Yesterday I threw down the gauntlet regarding Christopher Nolan’s new Batman movie, The Dark Knight Rises. In fact, that article was a first entry into a discussion about how we’ve constantly upped the ante regarding violence in movies and television and modern life in general.  That larger discussion will evolve over time as I find things to say about it.  In this article I want to talk specifically about the Batman movie… or rather about the “going to the Batman movie” theater experience.

When it comes to going to the movie theater to see a movie, each time I do that lately I seem to find one less reason to do that ever again. Let me count the ways:

The ticket prices continue to rise.  For an adult, my local (AMC) theater charges $10.00 (USD: United States Dollars).  If you go to a 3D movie, add another $3.50 to rent those damned glasses. (3D movies… a rant for another time.)  To bring your children costs you $7.50 each.  If you go very early, a ticket might cost only $5.00 (adult and child), and during the other off-peak times adults might pay $7.50 (children $5.00).

That means a canonical family of four normally pays $35.00 just to get in the door. If they’re seeing a 3D movie, it’s $49.00, which includes $14.00 for the glasses rental. (On the other hand, I just found a rare reason to enjoy being single and childless!)  If you’re willing to go way off-peak times, you can get that down to a mere $20.00 ($34.00 for a 3D movie, in which case you’re paying almost as much to rent the damned glasses).

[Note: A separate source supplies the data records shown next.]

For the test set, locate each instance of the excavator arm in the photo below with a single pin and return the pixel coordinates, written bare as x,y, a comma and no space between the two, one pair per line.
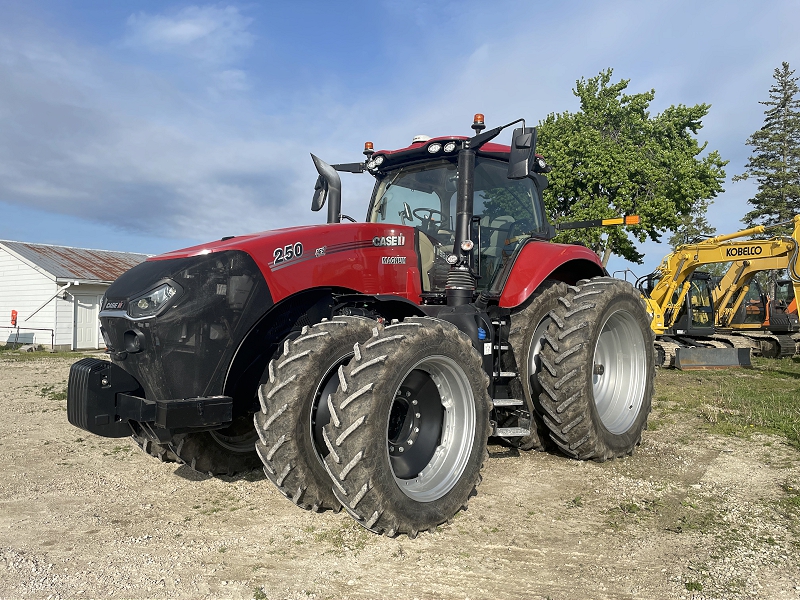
673,276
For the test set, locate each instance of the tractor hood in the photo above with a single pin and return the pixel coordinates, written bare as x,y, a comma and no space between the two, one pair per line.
371,258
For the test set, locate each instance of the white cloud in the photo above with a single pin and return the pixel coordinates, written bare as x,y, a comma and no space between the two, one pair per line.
213,34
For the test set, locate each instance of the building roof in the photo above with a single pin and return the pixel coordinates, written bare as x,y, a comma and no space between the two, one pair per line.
65,263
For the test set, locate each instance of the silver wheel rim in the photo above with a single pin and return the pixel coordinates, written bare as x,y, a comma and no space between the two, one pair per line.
449,459
619,372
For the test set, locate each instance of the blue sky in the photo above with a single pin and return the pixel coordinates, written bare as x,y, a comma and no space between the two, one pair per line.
147,126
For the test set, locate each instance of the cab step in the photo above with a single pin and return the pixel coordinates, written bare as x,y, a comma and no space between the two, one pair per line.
512,432
505,374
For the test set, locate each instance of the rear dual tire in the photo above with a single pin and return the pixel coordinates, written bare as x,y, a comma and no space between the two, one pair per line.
597,370
294,408
408,433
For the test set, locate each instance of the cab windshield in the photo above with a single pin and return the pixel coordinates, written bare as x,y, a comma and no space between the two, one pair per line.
506,211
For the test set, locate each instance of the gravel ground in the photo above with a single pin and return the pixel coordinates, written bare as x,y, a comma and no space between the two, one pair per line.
690,515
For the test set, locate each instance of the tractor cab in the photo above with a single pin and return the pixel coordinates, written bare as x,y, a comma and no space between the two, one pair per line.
506,212
473,203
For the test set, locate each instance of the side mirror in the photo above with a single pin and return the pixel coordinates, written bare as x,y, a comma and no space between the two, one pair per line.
328,186
320,193
523,148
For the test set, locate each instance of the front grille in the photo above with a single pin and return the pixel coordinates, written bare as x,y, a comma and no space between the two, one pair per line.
78,390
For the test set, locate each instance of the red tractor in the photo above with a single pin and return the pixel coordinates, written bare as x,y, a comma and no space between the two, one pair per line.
376,359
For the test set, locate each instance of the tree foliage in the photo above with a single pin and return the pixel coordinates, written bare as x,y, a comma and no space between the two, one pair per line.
693,227
613,158
775,162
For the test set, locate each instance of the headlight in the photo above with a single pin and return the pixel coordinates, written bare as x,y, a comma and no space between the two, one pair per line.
152,302
434,148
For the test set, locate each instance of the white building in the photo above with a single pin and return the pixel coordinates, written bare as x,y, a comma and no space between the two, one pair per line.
56,293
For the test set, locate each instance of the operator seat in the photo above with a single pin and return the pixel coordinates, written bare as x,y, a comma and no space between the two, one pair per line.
494,233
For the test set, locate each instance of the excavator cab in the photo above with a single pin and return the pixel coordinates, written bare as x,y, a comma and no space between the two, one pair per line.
781,312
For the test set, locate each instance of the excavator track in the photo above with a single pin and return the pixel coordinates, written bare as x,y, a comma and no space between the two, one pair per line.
738,341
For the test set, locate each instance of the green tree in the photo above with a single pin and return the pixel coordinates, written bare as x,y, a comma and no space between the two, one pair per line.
693,227
775,162
613,158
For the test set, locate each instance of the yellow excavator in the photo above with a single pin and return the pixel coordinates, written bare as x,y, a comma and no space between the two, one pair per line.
769,318
694,324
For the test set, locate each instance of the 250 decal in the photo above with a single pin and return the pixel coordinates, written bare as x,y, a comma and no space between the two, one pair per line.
288,252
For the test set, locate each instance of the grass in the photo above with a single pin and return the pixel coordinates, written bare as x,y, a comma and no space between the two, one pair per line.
736,401
12,354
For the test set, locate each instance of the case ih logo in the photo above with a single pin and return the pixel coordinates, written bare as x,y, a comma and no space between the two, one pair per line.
747,251
389,240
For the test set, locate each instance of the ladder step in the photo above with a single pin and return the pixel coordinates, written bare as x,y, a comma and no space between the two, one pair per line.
512,432
507,402
505,374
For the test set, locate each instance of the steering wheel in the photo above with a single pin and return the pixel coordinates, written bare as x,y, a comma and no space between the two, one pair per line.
430,212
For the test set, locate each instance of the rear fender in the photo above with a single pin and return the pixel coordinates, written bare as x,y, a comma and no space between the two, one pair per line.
538,261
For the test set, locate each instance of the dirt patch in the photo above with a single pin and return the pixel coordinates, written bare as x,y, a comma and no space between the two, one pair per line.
690,515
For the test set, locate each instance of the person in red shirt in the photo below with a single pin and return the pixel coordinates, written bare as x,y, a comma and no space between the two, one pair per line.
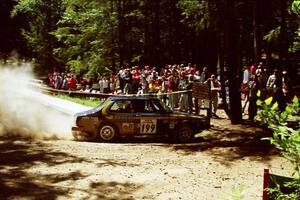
73,83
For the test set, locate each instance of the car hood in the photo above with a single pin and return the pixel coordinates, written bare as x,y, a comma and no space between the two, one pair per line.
185,115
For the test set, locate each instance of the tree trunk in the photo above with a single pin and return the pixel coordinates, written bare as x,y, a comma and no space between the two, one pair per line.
232,51
282,37
121,32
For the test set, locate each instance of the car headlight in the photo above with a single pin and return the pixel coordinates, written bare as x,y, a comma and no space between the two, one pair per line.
74,121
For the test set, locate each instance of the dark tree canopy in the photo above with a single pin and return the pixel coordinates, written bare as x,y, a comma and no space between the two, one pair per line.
91,36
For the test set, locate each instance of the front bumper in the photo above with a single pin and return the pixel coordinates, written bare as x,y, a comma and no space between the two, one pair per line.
78,134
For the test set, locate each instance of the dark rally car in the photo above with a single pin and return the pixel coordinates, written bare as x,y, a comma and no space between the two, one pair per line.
122,116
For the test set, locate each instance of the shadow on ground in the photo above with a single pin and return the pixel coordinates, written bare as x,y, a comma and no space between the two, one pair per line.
232,142
18,156
223,141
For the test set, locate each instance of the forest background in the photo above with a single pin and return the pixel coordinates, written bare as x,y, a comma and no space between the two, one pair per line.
89,37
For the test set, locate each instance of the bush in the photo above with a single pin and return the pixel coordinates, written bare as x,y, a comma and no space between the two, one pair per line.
286,137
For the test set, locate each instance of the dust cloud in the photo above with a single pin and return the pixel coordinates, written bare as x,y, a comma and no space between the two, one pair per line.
23,111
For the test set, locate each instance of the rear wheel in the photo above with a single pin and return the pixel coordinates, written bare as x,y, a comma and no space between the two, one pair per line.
107,133
184,134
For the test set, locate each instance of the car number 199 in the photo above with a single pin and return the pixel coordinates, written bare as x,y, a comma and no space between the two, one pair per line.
148,126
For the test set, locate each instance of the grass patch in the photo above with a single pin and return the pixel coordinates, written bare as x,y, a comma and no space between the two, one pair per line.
91,102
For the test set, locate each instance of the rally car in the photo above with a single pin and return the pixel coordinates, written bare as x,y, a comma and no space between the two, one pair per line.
121,116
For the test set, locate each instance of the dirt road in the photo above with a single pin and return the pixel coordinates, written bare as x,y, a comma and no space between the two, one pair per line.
227,157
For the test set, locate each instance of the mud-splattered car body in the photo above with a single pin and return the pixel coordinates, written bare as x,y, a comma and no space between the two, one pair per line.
121,116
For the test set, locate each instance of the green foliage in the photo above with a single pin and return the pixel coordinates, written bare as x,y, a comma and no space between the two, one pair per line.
286,137
236,194
86,30
197,14
296,6
42,17
272,35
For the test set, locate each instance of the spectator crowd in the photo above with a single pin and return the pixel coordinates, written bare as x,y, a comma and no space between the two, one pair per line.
173,83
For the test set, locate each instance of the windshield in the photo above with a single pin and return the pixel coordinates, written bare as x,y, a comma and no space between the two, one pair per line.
165,107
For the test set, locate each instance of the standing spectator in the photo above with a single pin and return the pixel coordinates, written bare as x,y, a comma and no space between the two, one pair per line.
215,88
127,82
204,75
101,88
183,96
135,79
246,75
253,88
72,83
57,81
286,87
65,85
190,96
271,83
122,75
51,79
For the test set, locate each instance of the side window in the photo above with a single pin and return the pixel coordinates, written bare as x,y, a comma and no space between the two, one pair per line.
122,106
153,106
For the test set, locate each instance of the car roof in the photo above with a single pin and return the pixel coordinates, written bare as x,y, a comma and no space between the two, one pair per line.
133,97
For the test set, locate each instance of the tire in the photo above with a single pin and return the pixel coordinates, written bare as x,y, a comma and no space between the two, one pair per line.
107,133
184,134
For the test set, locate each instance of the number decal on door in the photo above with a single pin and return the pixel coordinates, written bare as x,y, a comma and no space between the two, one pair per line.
148,126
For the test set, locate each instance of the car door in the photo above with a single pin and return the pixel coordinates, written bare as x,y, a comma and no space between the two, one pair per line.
122,116
150,119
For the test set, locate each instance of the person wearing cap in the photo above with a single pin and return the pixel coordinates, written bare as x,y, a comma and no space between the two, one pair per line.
215,86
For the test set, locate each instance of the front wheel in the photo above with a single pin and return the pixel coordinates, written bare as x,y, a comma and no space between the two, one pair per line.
107,133
184,134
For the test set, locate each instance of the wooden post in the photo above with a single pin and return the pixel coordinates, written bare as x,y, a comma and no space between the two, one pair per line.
266,184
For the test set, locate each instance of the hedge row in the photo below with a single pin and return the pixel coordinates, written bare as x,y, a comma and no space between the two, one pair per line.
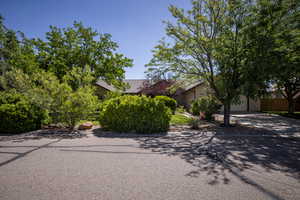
138,114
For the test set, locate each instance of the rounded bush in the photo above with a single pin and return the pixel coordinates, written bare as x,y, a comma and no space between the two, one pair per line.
208,105
138,114
169,102
18,115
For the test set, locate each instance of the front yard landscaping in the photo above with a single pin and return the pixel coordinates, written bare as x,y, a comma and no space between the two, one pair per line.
295,115
180,119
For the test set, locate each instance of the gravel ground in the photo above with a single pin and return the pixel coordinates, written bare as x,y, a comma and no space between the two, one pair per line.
182,164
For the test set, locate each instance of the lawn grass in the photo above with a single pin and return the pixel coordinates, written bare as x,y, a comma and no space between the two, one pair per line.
295,115
179,119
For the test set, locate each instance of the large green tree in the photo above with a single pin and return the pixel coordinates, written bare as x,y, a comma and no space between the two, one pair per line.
81,48
207,43
276,36
15,51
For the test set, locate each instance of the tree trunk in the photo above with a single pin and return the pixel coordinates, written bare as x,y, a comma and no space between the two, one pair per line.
291,108
248,104
227,114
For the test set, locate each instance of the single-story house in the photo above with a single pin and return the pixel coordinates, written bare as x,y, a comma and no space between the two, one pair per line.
184,94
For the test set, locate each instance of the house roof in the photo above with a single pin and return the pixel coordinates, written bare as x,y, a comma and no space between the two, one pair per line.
135,85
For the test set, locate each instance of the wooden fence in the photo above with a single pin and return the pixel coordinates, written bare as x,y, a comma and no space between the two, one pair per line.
277,105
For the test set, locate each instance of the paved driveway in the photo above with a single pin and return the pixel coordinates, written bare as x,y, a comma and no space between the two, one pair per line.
179,165
271,122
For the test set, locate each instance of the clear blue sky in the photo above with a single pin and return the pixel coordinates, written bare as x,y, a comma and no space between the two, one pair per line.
135,24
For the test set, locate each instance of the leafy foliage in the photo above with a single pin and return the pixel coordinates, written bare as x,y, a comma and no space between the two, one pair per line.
56,75
79,105
207,42
138,114
207,105
275,38
18,115
168,101
78,47
179,119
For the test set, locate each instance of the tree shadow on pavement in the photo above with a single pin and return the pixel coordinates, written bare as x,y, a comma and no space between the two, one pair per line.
217,151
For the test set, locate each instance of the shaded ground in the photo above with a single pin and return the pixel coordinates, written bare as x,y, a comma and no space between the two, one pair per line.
214,163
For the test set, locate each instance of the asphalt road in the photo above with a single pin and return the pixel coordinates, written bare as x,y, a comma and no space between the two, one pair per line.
172,166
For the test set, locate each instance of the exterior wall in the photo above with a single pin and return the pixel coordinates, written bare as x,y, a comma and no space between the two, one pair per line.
254,105
202,90
194,93
278,104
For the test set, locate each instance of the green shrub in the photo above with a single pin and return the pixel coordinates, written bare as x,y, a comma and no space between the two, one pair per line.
179,119
79,105
207,105
194,123
138,114
18,115
180,109
169,102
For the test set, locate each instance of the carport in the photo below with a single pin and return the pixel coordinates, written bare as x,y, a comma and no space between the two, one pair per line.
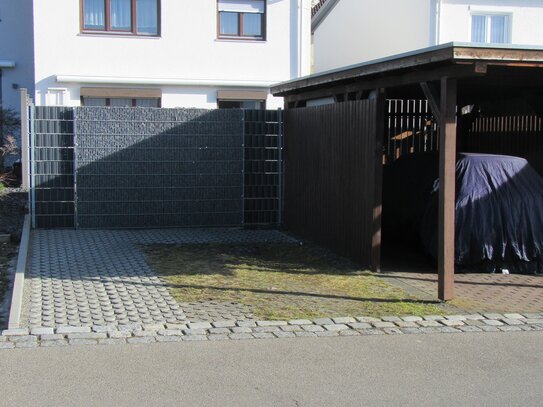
335,129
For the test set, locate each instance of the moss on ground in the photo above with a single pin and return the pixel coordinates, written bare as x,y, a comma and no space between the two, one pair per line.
279,281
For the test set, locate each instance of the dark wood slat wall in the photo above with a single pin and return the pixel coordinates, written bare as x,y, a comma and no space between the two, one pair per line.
520,136
329,176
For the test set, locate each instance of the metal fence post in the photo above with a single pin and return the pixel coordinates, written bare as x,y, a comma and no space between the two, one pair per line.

So already you have to be questioning whether there isn’t something else you could be doing. Say, perhaps, watching slightly older movies on your wide-screen TV in the comfort of your home. But in this me first and gotta have it right now world, people will pay for the privilege of the movie experience. And there are some movies that you do want to see on the biggest, loudest screen possible (which is why we went to see Batman; that was one of those movies).

These prices just get you in the door. I’ve always thought that an important part of the movie experience was the popcorn (and the Milk Duds and a soda).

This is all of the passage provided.